Millennials aren’t far behind, with 58% saying they would rather take on pet parenting than human parenting. In fact, Millennials spend more money on their pets than any other age group, and just like a parent would do for their children, they would go to great lengths to get lifesaving treatment for their pets, from getting a second job to selling their laptop, car, or even their most prized possession.

So it’s pretty safe to say that the younger generations, especially, have embraced the idea of caring for a dog rather than a baby, and they would pretty much do anything for them.
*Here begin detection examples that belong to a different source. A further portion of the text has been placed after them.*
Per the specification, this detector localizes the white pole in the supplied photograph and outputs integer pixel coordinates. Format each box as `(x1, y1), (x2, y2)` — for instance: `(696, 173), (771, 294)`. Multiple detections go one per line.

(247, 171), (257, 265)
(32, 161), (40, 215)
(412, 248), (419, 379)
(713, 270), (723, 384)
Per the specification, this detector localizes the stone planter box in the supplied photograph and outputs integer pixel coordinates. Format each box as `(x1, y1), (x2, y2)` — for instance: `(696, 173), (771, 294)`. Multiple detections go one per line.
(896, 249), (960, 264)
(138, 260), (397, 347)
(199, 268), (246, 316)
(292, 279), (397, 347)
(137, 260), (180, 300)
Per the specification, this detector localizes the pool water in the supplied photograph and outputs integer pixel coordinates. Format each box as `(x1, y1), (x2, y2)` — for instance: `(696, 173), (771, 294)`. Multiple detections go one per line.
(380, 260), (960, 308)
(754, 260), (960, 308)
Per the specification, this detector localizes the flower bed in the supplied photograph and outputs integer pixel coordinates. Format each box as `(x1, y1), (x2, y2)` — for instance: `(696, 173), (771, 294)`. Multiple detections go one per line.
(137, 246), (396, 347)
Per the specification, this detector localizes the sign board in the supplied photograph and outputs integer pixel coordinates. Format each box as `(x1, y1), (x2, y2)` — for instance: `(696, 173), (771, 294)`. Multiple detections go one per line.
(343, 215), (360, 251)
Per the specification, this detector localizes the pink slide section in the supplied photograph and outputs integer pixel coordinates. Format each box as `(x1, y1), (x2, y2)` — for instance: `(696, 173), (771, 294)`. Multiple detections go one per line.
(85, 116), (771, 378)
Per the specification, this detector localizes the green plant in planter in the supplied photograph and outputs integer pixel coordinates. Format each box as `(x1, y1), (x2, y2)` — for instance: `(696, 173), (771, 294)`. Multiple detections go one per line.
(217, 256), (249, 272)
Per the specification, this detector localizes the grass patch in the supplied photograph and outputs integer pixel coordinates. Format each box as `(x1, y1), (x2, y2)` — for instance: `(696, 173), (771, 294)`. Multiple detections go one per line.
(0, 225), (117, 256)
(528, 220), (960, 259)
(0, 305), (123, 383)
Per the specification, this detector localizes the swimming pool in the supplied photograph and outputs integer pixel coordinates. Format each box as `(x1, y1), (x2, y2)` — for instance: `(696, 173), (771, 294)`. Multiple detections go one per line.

Do Dogs Think They Are Our Babies?

We might think of dogs as our babies, but do they feel the same way about us? Well, they don’t literally think we are their dog parents. They can recognize that we are not dogs and are a different species altogether. 

But yes, they do understand that our relationship to them is that of a caretaker or parental role, and they seek out our attention, comfort, and protection just as children would with a parent. 

If you need proof, think back to the last time you took your dog for a walk and noticed their unwavering stare deep into your eyes as they were pooping. Why do they maintain this awkward eye contact at that particular moment? They’re actually looking to you to “cover them” and provide protection from any danger while they are in a compromised position. They think of you as their family members looking out for them.

To take things even further, a study revealed that dogs form attachments to their pet parents in very similar ways as babies do with parents. Like children, they seek out the person they’ve attached to–their pet parents–when they are stressed. When you’re not around, your pup may also get upset or miss you to the point that it could turn into separation anxiety. 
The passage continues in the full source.